Drowned man had history of delusions

By Daniel Silliman


The dead man's diary is filled with writings about saving the world and space travel, police reports show.

According to the Clayton County Police, 39-year-old Todd Lopeman's notebook of timed and dated entries was "mostly babble."

Lopeman was found floating dead in Murray Lake late last week, apparently from drowning after a sequence of bizarre events believed to be caused by dementia.

At about 8 a.m., on Thursday, Lopeman, wearing black sweat pants, a black shirt and black-and-white sneakers, said "I'm going to go save the world," and ran outside, according to his boyfriend.

The man, identified by police reports only as "Mr. Mills," had allegedly been having an argument with Lopeman. Mills followed Lopeman outside and tried to get him to return to their 1370 Conley Road home, but Lopeman ran through the backyards of the neighborhood, jumping fences, leaving Mills behind. When Mills heard the ambulance sirens coming toward him, he told police, he knew they were coming for Lopeman.
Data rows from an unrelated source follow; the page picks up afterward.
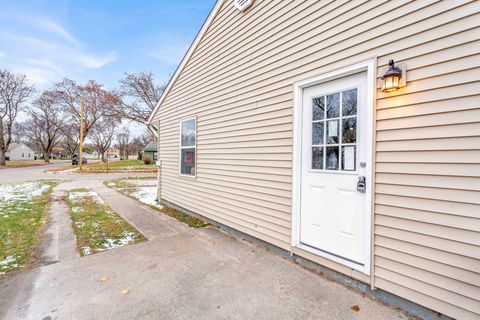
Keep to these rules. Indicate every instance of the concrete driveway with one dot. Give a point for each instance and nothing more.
(180, 273)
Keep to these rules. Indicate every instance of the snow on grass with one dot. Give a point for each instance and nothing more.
(75, 196)
(141, 182)
(143, 190)
(22, 214)
(146, 195)
(19, 193)
(10, 263)
(97, 226)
According to Mills, Lopeman was suffering from a sleeping disorder and delusions, was taking medication for a mental disorder and receiving treatment from a psychiatrist.

Lopeman ran down the block, through back yards, to 4119 Murray Lake Circle, police reports show. He kicked open the back door and said, "Honey, I'm home," startling 52-year-old Dennis Gladden, who was sitting in his house.

Gladden, who had never seen this man before and didn't know who he was, asked him what he was doing. Lopeman reportedly said he didn't know, and Gladden ordered him out of the house.

Lopeman "took off running and jumped into the lake," according to a police report. The man was seen walking out into the lake, which is only about three feet deep, and then tripping and going under the water.

When police arrived around 8:40 a.m., Lopeman was dead. Officers pulled him from the lake to the shore line and Clayton County paramedics couldn't resuscitate him.

As police secured the scene, Mills ran up, saw Loppeman's body and shouted his name.

Investigator's initially thought the death was a suicide, but the 39-year-old's body was turned over to the Georgia Bureau of Investigation, along with the man's medication and his diary.